Standing stone, Moneynaboola, Co. Tipperary
Co. Tipperary |
Stone Monuments
A standing stone in a Tipperary upland field might sound unremarkable, but the one at Moneynaboola earns a second look precisely because of how quietly it persists.
Rising just over a metre and a quarter from the ground, it is a red sandstone conglomerate, a rock type formed from compressed sedimentary fragments, rectangular in plan and orientated NNW-SSE. The upper portion of its north-east face has spalled, meaning flakes of the stone's surface have broken away, leaving a slight ledge running across that side. It is a small detail, but it gives the stone a faintly architectural quality, as though something was once intended there.

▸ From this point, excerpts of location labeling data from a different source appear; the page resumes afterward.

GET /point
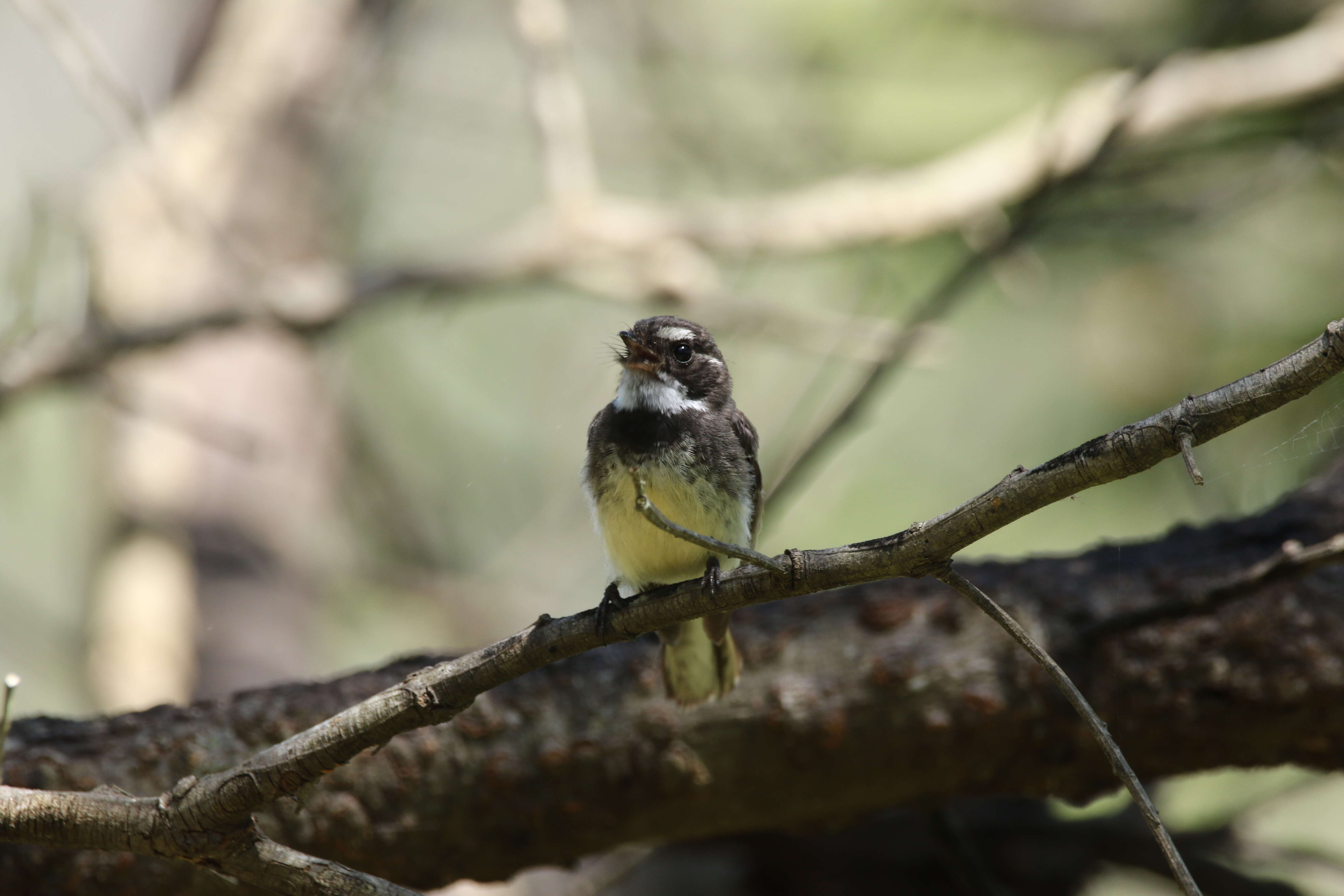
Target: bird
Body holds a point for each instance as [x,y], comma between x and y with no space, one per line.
[674,422]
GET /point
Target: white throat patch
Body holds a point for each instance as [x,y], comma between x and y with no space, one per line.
[662,395]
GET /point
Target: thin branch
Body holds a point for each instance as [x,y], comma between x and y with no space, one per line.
[794,471]
[222,804]
[107,819]
[1076,699]
[652,248]
[1291,562]
[11,682]
[88,65]
[1187,453]
[654,515]
[558,107]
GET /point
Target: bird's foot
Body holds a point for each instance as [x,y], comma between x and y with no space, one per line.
[710,581]
[612,601]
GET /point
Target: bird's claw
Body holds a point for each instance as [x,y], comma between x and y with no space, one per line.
[710,581]
[612,600]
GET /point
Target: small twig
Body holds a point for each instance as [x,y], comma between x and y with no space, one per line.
[1117,759]
[654,515]
[936,306]
[1187,453]
[1292,561]
[221,804]
[558,107]
[11,682]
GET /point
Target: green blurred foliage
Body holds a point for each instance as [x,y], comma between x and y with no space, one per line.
[1171,272]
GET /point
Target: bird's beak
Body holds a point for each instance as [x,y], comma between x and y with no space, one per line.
[638,357]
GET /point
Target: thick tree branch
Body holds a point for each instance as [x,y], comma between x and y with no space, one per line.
[224,802]
[851,702]
[109,820]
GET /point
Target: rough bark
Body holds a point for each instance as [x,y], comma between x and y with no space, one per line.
[854,700]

The stone sits on a gentle south-west-facing slope in undulating upland terrain, the kind of ground that rolls and dips without ever resolving into anything dramatic. A field boundary that once ran north to south immediately east of it has since been cleared and the land reclaimed, which means the stone now stands in a slightly different relationship to its surroundings than it once did. There are no visible packing stones around the base, the usual evidence of deliberate placement, and the ground around it has been churned into a hollow by cattle over the years. A grassy hummock sits at the south-east end of the base and a low one runs along the east side. Whether the stone was raised in prehistory as a territorial marker, a ceremonial point, or something else entirely, the record does not say, and the stone itself offers no obvious answer.